Ильюхин лишь отмахнулся:
— Я вас умоляю! Когда по таким делам кого-то находили?
Затем полковник быстро оглянулся и понизил доверительно голос:
— И потом… ежели без прессы, — а зачем находить-то? Что, передовиков-космонавтов завалили, что ли? Или никто не знает, что из себя представляют Юнгеров и его братва?
Гамерник внимательно посмотрел на жующего Ильюхина и отхлебнул маленький глоточек сухого вина, сузив глаза:
— Кому надо — те знают… Слава богу. Сколь веревочка ни вейся… Центральный аппарат ведь в курсе?
Бизнесмен покосился на губоповца, тот снова разулыбался:
— Да все тут в курсе, я же говорил! Тут все всё понимают, и все будет правильно! Правда?
— Есть такое дело! — Виталий Петрович улыбнулся им обоим уже совсем по-заговорщицки, но вместе с тем уважительно и отошел. Отошел, потому что скрывать омерзение ему было уже невмоготу.
…В тот вечер на приеме Ильюхин почти напился. Он «дергал» одну рюмку водки за другой, чем-то закусывал и с горечью думал: «Да, брат… Докатился. Одной рукой помогаешь ОПГ „гамеры“, другой — пытаешься их же и посадить… Раздвоение личности — это и есть шизофрения! За кого воевать? Не за кого! Слава богу, Штукин об этом дерьме ничего не знает… Эх, жаль, что я не литовец, — я б в „лесные братья“ подался! Или вообще в Канаду какую-нибудь уехал… Но ведь я — русский! И что же мне, русскому, со всей этой блеванью делать?»
Плохо было полковнику. Очень плохо. Вернувшись домой, он привычно поругался с женой, потом долго отмокал в ванне, а потом, будучи не в силах заснуть, сидел на кухне и курил почти до самого утра.
III. Якушев
Июнь — сентябрь 2000 г.
Серьезные перемены в жизни Егора Якушева наступили в самом начале июня 2000 года. Он успешно защитил свою дипломную работу на юрфаке и сдавал госэкзамены, когда Юнгеров безапелляционно напомнил — мол, пора, брат, пора… Юнкерс ведь так и не отказался от своего, рожденного по существу эмоцией, плана по внедрению Егора в милицию. Якушев спорить с благодетелем не мог, да и, по большому счету, не хотел. Его внедрение много времени не заняло, более того, оно произошло практически молниеносно. Как и советовал Юнгеров, Егор еще весной позвонил полковнику Ильюхину по служебному телефону, представился, несколько сумбурно напомнил о себе и спросил — в силе ли еще предложение о работе в уголовном розыске, которое Виталий Петрович сделал ему пару лет назад.

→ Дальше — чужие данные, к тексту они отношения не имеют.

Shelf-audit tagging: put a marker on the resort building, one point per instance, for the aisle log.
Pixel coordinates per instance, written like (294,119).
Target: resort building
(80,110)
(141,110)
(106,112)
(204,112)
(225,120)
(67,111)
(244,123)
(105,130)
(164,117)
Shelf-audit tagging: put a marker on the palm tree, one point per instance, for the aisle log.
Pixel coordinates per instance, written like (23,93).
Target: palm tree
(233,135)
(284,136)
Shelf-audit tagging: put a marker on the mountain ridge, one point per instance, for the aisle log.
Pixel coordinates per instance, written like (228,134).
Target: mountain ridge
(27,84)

Ильюхин быстро вспомнил понравившегося ему когда-то паренька и искренне обрадовался, пообещав помочь с устройством в милицию. Обещание свое полковник сдержал, так что Егора официально распределили в уголовный розыск. Более того, пойдя на кое-какие нарушения, его даже и аттестовали уже тогда, когда на руках у него еще не было диплома юридического факультета Санкт-Петербургского государственного университета. Такой вот любопытный казус: на внедрение к Юнгерову потребовалось значительно больше времени и сил, чем наоборот.
Так что в июне свежеиспеченный оперуполномоченный Якушев уже принимал дела — и не у кого-нибудь, а у бывшего теперь уже (если не знать особо секретных бумаг) оперуполномоченного Штукина. И никакой мистики в этом перекрещении судеб не было. Все объяснялось просто — Ильюхин всегда любил 16-й отдел. «Увольняя» оттуда Штукина, полковник считал своим моральным долгом как-то компенсировать потерю и сделал это при первой же возможности. А возможностью этой стал Егор.

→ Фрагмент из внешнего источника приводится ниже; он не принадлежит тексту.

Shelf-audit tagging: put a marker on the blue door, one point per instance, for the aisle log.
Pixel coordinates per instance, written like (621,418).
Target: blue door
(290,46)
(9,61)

…Передача дел одного опера другому — не аудиторская проверка в концерне «ЮКОС». Сия торжественная церемония проходит за облезлым столом в отделении милиции не очень торжественно, но с тотальным нарушением всех правил и формальностей. Потому что если действительно соблюдать все, что положено, то новый опер работать бы начал лишь к морковкиным заговеньям. В реальной же жизни уходящий опер быстро передает новенькому всю свою макулатуру и где-то к обеду не спеша начинает объяснять правила игры. Труднее передать ощущения и «нюансы» — но кому они нужны? Ведь у новенького очень быстро появятся свои… В случае со Штукиным и Якушевым вся процедура передачи дел была и вовсе условной, потому что молодые люди узнали друг друга. Обниматься они не стали, однако Валера принял Егора по-доброму.
— На, брат, мою гимнастерку к твоей звезде![101] — Широко улыбаясь, Штукин нагнулся и вытолкал из-под дивана, занимавшего полкабинета, большую плоскую белую коробку. Потом Валерий выпрямился и ногой сбил помятую картонную крышку. В коробке находились сплюснутые черные мужские костюмы.

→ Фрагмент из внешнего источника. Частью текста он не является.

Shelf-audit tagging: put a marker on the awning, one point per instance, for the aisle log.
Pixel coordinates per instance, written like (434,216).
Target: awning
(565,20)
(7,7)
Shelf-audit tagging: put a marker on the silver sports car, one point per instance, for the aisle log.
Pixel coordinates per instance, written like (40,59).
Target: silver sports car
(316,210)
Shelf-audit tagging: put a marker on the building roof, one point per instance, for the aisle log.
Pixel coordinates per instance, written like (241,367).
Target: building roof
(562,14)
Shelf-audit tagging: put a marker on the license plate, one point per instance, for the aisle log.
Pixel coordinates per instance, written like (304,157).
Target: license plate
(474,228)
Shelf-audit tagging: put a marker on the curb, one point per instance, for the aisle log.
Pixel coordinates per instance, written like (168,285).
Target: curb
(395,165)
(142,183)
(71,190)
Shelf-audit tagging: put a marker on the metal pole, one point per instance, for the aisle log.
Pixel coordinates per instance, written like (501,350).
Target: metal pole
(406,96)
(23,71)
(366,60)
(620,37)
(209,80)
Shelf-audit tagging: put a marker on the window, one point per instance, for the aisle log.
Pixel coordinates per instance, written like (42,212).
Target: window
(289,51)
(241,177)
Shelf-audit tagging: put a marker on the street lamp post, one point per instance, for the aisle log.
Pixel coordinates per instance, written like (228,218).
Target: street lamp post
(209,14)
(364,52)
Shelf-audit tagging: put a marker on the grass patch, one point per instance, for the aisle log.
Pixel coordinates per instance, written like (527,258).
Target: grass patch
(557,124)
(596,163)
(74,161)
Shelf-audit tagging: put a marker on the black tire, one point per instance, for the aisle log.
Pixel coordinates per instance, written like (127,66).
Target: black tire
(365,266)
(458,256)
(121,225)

— Что это? — не понял Якушев.
Штукин ухмыльнулся не без гордости:
— А это три фрака фирмы «Хуго», не побоюсь этого слова, «Босс». Они не вписаны в вещдоки. Если терпила о них вспомнит… отдашь. Окажется понятливым — себе возьми.
— А это по какому делу? — удивился Егор.
Валерий назидательно вскинул указательный палец:
— Запомни прозвище: Затон. По твоей земле одна квартирная кража на Биржевом. У петроградцев — штук двадцать.
Якушев из сказанного понял не все, но переспрашивать не решился, чтобы не показаться тупым. Он солидно кашлянул и подозрительно пощупал материю фраков:
— А зачем мне?.. В них только в гроб класть.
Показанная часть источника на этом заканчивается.